The pottery dates back to the early Bronze Age, while the flint materials belong to the Late Stone Age or Neolithic period, preceding the Bronze Age.

"Our first season of fieldwork on the site, in the summer of 1996, revealed the significance of the area. We knew it had been inhabited during four periods, the Late Stone Age or Arabian Neolithic, then two periods in the Bronze Age, the Hafit period, around 3000 BC, and the Umm Al Nar period, from around 2500 BC to 2000 BC, and finally around 2,000 years ago," Dr Kallweit said.

"Our latest fieldwork has produced two important results. First, a detailed study of the entire Al Ghazal Golf Course has shown that habitation in the late Stone Age covered a much larger area than had previously been recognised. In terms of size, this one is one of the largest Late Stone Age sites in the UAE."

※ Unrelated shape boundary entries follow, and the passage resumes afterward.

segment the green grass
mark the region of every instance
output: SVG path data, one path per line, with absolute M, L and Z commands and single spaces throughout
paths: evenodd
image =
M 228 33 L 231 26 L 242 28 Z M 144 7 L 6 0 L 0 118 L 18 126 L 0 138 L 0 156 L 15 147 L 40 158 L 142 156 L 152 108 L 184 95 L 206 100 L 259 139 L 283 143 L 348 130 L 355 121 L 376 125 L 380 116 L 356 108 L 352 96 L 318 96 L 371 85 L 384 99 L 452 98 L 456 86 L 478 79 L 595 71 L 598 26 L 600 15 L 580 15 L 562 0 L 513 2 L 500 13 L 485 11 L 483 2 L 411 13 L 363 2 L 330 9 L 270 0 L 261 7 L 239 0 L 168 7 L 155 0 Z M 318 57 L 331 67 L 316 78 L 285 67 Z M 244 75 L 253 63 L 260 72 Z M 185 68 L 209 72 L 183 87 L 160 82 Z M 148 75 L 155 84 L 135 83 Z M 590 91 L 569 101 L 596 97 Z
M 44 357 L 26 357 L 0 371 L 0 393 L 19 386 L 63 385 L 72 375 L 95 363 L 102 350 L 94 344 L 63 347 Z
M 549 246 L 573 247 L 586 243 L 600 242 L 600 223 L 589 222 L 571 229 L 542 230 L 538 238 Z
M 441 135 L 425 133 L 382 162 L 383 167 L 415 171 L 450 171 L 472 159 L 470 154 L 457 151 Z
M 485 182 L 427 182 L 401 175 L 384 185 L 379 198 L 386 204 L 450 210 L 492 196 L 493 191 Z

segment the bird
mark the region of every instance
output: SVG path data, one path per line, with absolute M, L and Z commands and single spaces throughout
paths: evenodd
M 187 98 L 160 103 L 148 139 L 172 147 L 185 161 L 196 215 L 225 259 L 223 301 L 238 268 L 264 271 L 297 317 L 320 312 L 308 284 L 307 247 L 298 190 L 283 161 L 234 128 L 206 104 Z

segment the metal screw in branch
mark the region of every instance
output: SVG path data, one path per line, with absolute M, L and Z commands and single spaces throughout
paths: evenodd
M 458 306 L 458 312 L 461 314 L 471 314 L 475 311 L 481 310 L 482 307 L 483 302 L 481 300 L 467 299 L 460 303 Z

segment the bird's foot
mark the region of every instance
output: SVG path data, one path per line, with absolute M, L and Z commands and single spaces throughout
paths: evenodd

Dr Kallweit added the second major discovery was a number of stone tools known as "micro-liths", probably used to form the blades of sickles used for cutting wild grasses or possibly crops.

"Such microliths have never previously been discovered in the emirates, though they were found elsewhere in the peninsula such as western Saudi Arabia near the Red Sea coast."

The Saudi Arabian microliths date back to between 3500 BC and 4000 BC, a period about which very little is known in the emirates. "These finds may help us to begin to understand this period in UAE history," he said.

Besides support from the Al Ghazal Golf Club, Abu Dhabi Duty Free and the Department of Civil Aviation, ADIAS also received help from several other organisations. Local contracting firm Hilalco lent equipment and surveyors to prepare a detailed map of the site, permitting the precise location of each find to be recorded. A group of volunteers from the Emirates Natural History Group worked on the site daily. The group also contributed towards financing part of the work.

Other members of the ADIAS team included local staff members such as Dr Mark Beech and Ingrid Barcelo, Mohammed Hassan, a UAE postgraduate student studying archaeology on an ADIAS grant in the University of York, and Sarah Wood from the University of East Anglia.

Commenting on the importance of the site, Peter Hellyer, ADIAS' Executive Director, said: "Our second season at the airport's archaeological site has been a great success. This has been possible only because of the support we received from the Golf Club, Duty Free and the Department of Civil Aviation. We are particularly grateful to Sheikh Hamdan bin Mubarak Al Nahyan, Chairman of the Civil Aviation Department, who has consistently supported our work at the airport over the years."

"At a technical level, the mapping done by Hilalco was of enormous help, while the fieldwork itself could not be carried out without the support of the Emirates Natural History Group and its members who volunteered to come and help," he added.